There is an additional reason to act this year. From 6 April 2027, the rules on cash ISAs are changing: under-65s will only be able to place £12,000 of their £20,000 ISA allowance into a cash ISA. Making the most of the current rules while they last is sound financial planning.
4. Company Owner? Pay That Dividend Now
From 6 April 2026, the tax rates on dividends are increasing. The ordinary rate of dividend tax, which applies when dividends fall within the basic rate band, rises from 8.75% to 10.75%. The dividend upper rate, for dividends in the higher rate band, rises from 33.75% to 35.75%. The additional rate stays fixed at 39.35%.
For every £1,000 in dividends taxed at the basic or higher rate, waiting until after 6 April 2026 will cost you an extra £20. If your company has retained profits and your dividends will fall in the basic or higher rate band, paying the dividend now makes financial sense.
5. Check Your Pension Annual Allowance Before It Expires
For 2025/26, most people can contribute up to £60,000 into a registered pension scheme and receive tax relief, subject to their earnings being at least equal to the amount contributed (with a minimum of £3,600 for those with lower earnings).
Crucially, any unused annual allowance can only be carried forward for three years. This means any unused allowance from 2022/23 will be permanently lost if not used by 5 April 2026. Higher earners face a tapered annual allowance: where threshold income exceeds £200,000 and adjusted net income exceeds £260,000, the allowance reduces by £1 for every £2 above £260,000, down to a minimum of £10,000. If you have already flexibly accessed your pension, your annual allowance is also capped at £10,000.
Legislation: Income Tax Act 2007, Pt. 2; Finance Act 2004, ss. 228, 228ZA.
📋 Case Studies
Case Study 1: Michael, Self-Employed IT Contractor
Michael is a self-employed IT contractor with a projected adjusted net income of £108,000 for 2025/26. His personal allowance has been almost entirely clawed back. Before 5 April 2026, he makes an £8,000 pension contribution. This reduces his adjusted net income to £100,000, restoring his full £12,570 personal allowance. Combined with higher-rate relief on the pension contribution itself, his total tax saving is over £4,000. A single decision, taken before the deadline, with a significant financial impact.
Case Study 2: Priya and Rajesh, Family Business Co-Directors
Priya and Rajesh run a small manufacturing company together. Priya has used her personal allowance, but Rajesh has had a lower-income year. We identified that Rajesh has £8,000 of personal allowance remaining and a £500 dividend allowance untouched. A dividend of £8,500 is paid to Rajesh before 6 April 2026, sheltered entirely from income tax by his unused allowances.
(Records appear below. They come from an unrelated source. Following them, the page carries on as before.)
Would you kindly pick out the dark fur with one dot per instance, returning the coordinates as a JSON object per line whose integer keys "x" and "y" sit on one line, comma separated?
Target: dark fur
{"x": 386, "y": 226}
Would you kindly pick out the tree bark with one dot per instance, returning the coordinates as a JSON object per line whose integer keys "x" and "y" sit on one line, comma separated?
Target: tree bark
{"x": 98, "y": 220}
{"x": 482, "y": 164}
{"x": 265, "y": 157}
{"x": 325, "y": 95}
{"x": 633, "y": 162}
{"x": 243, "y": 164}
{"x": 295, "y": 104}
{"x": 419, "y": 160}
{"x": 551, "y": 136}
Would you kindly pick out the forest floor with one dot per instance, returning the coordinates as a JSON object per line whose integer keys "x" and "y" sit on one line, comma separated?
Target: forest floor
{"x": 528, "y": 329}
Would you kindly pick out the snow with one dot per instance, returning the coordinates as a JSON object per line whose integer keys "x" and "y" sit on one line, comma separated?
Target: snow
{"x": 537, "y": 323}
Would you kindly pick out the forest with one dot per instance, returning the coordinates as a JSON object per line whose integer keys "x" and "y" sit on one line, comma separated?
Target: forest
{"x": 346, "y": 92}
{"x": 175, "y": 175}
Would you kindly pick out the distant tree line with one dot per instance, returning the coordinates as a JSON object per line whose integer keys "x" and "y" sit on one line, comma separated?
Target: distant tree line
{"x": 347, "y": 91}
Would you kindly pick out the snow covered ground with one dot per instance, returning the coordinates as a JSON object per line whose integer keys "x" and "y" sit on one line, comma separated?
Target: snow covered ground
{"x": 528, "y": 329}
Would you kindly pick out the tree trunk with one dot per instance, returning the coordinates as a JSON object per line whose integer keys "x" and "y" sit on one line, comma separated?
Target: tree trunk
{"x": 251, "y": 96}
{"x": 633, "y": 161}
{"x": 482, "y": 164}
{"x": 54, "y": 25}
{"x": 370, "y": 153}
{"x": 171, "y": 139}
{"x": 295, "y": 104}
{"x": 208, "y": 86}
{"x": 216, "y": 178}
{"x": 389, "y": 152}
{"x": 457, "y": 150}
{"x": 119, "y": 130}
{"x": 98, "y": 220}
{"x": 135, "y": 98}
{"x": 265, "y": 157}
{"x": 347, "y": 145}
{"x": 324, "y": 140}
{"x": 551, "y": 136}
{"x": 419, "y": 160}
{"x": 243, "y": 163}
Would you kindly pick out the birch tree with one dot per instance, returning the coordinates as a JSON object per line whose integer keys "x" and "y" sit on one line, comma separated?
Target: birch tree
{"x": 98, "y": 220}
A further dividend is paid to both shareholders at the current 8.75% rate before the rate rises to 10.75% on 6 April 2026, saving the family several hundred pounds in tax.
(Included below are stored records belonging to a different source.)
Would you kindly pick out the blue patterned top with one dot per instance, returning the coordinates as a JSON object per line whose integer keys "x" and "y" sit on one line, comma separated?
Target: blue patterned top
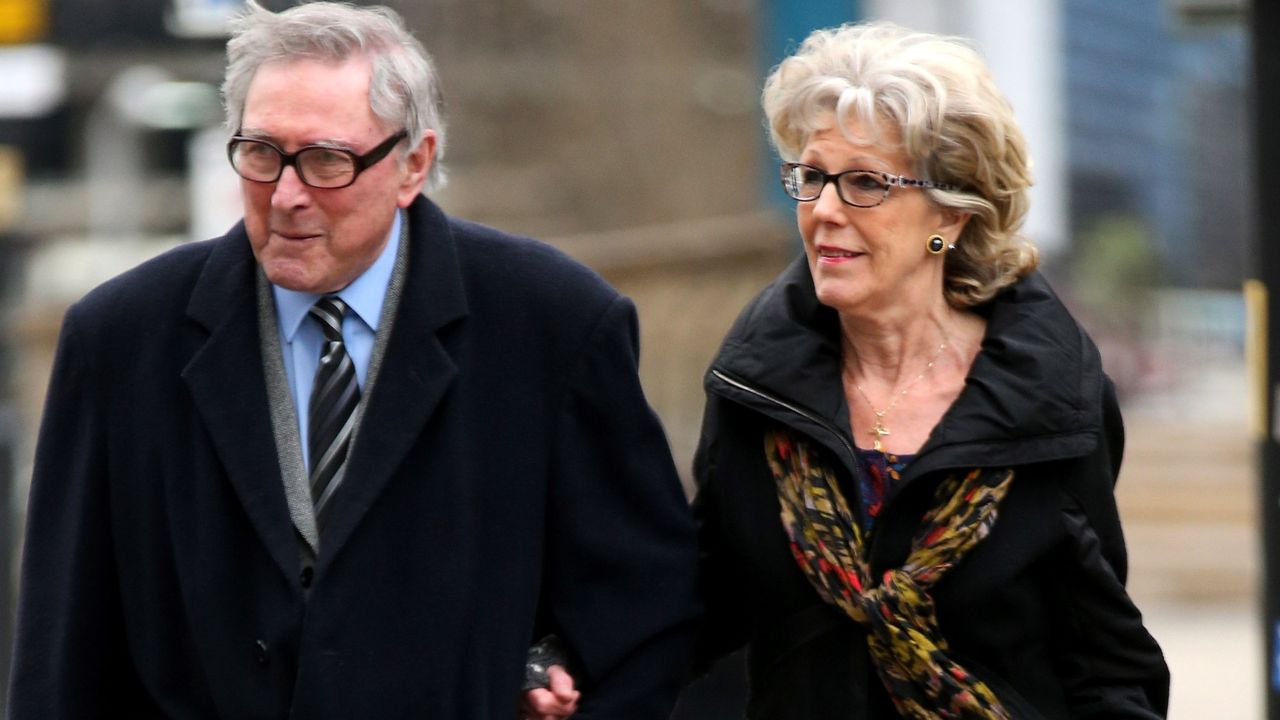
{"x": 881, "y": 470}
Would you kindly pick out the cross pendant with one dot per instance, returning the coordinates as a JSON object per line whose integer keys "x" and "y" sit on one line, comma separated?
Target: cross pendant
{"x": 880, "y": 431}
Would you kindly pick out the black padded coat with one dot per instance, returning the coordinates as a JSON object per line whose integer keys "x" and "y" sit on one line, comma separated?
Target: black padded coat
{"x": 1038, "y": 610}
✅ Practical Steps: Take These Before 6 April 2026
- Check your ISA balance for 2025/26. If you have not invested the full £20,000, consider topping it up before 5 April.
- Review whether your personal allowance will be fully used this year. If not, look at ways to bring income forward or pay a dividend to use it up.
- If one partner in a marriage or civil partnership is a non-taxpayer or basic rate taxpayer, check whether a Marriage Allowance claim would save tax.
- If your adjusted net income is between £100,000 and £125,140, make a pension contribution or Gift Aid donation before 5 April to recover your personal allowance.
- Check your pension annual allowance, and whether you have unused carry-forward from 2022/23, which will be permanently lost after 5 April 2026.
- If your company has retained profits, ask your accountant whether paying a dividend before 6 April 2026 makes sense given the rate increase.
- This article is for information purposes only. Always take professional advice before acting. Every individual’s personal and financial circumstances are different, and the interaction between these reliefs can be complex.